The federal investigation and AP's findings prompted state Assemblyman Roger Dickinson to consider introducing legislation tightening California law to make it clear the weapons are for on-duty use. Dickinson, D-Sacramento, questioned PORAC's push to let retirees keep their weapons.

"What's the justification, in the event of retirement, that would suggest an officer or a former officer would need such a weapon?" Dickinson asked. Having thousands of assault weapons in the hands of former police officers "only increases the risk, it would seem to me, that such weapons would find their way into the hands of people who don't have a legitimate law enforcement purpose."

Cottingham said he is not worried that retirees would sell their weapons or that they could fall into the wrong hands when retired officers die. Families would be required to turn in the weapons or sell them in another state where possession is permitted, he said. Some weapons could also be easily converted so they no longer meet California's assault weapon definition.
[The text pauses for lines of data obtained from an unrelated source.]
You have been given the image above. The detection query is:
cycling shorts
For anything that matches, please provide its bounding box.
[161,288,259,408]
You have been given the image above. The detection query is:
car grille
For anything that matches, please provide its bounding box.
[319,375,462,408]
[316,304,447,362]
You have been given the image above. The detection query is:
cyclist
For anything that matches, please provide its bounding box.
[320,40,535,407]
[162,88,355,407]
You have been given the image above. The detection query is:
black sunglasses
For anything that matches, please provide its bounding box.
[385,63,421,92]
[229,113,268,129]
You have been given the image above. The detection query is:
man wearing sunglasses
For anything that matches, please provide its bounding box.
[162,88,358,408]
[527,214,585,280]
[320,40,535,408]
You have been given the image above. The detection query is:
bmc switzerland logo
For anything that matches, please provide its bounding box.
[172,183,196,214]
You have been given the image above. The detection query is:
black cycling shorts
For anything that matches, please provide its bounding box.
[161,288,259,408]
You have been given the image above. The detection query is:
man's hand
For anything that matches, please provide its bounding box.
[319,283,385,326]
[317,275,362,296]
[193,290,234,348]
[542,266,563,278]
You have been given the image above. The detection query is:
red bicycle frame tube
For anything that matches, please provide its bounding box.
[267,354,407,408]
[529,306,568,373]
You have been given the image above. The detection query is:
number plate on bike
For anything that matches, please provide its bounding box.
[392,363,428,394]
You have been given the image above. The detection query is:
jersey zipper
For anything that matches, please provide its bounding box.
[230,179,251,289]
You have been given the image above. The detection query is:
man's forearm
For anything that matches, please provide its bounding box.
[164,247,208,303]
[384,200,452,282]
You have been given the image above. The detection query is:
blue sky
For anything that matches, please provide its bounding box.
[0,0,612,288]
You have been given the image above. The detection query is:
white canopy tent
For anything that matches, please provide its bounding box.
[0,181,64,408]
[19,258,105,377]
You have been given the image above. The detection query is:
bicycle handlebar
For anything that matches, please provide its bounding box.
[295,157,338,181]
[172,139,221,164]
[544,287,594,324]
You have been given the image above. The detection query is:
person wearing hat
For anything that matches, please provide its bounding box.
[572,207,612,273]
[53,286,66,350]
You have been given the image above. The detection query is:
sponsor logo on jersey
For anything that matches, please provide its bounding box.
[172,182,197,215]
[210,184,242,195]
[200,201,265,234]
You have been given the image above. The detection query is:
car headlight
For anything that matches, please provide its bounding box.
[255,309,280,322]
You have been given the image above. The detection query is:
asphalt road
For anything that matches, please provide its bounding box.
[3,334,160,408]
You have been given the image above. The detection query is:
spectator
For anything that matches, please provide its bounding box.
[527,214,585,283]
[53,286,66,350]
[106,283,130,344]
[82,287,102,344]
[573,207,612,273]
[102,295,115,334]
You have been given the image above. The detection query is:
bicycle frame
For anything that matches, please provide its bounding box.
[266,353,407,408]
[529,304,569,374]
He said PORAC would oppose Dickinson's bill tightening the exemption, though he acknowledged the law currently is ambiguous.

The Calguns Foundation, which supports gun owners' rights, plans to use the peace officer exemption in a lawsuit next year that will attempt to overturn California's ban on civilian ownership of assault weapons, said foundation attorney Jason A. Davis of Mission Viejo.

The foundation will argue that California's assault weapons ban violates the equal protection clause of the U.S. Constitution, because before the attorney general's opinion, retired officers were able to keep weapons not available to the general public.

Davis said one of the plaintiffs may be a retired police officer who currently must give up his or her gun upon retirement.